Pero sobre todo es una reforma que debe ser ratificada en referéndum, en un ejercicio más de soberanía popular.
La gran burguesía y la derecha pro-imperialista, dividida entre la posición abstencionista y de petición del no, temen la profundización de los cambios planteados con la Reforma Constitucional en Venezuela. Va a intentar socavar su aprobación, tensando la convivencia e intentando desestabilizar al país para que el referéndum o no se lleve a cabo o se realice bajo el miedo.
Ahora se les ha sumado el general Baduel, ex ministro de defensa, manifestando su rechazo a la reforma en rueda de prensa.
Aunque la convocatoria de Baduel es, por ahora, para votar por el no, la intención de determinados sectores de contabilizar junto con los votos negativos, la abstención como manifestación del rechazo, hace pensar que existe un plan para el día después de las elecciones. Amparándose en la manipulación mediática internacional, se pretendería descalificar la victoria del si bajo diferentes argumentos, para abrir el camino al plan golpista.
Sin duda utilizaran todos los métodos
posibles, y además contaran con el apoyo de todos los grandes
medios de comunicación. Debemos estar preparados para ello
porque la aprobación de la reforma con un amplio respaldo
sería un nuevo y duro mazazo moral para los que desde hace
años tienen miedo a perder o no poder restaurar sus
privilegios sobre un pueblo que ya no quiere a aquellos que fueron
sinónimo de corrupción, desigualdad, miseria,
analfabetismo y explotación.
Estamos convencidos de que el pueblo
venezolano volverá a triunfar sobre aquellos que le niegan su
libertad. Lo volverá a hacer en 2007 como en Abril del 2002 o
como en el momento del paro petrolero y patronal. No tenemos dudas
sobre ello. Y desde aquí solicitamos al mundo del trabajo, a
la juventud y al conjunto de movimientos sociales y de la izquierda
la más amplia solidaridad con la revolución
bolivariana.
Creemos que el pueblo de Venezuela
después de salir victorioso de esta desesperada tensión
provocada por los golpistas debe hacer lo mismo que después
del 2002; es decir, tomar con vigor las riendas de la revolución.

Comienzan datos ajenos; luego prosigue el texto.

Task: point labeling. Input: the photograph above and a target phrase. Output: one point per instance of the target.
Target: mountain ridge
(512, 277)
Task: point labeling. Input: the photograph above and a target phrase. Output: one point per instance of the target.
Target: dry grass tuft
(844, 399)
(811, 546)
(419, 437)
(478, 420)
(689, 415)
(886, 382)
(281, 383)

Y eso debe significar reivindicar el armamento del pueblo, la
nacionalización de amplios sectores económicos, el
control obrero, la defensa de la autonomía sindical y de los
movimientos sociales frente a las estructuras del estado y la
denuncia de los aparatos reformistas.
Estas medidas son propuestas desde
hace tiempo por sectores de la izquierda revolucionaria, como los
compañeros de la revista Marea Clasista y Socialista y otras
corrientes de izquierda, que en muchas ocasiones recibieron la
hostilidad de la burocracia y de los algunos sectores del gobierno.
Por
ello defendemos que la profundización de la revolución
bolivariana y su extensión internacional serán los
mejores garantes de la derrota del imperialismo y sus golpistas, en
la perspectiva del socialismo del siglo XXI.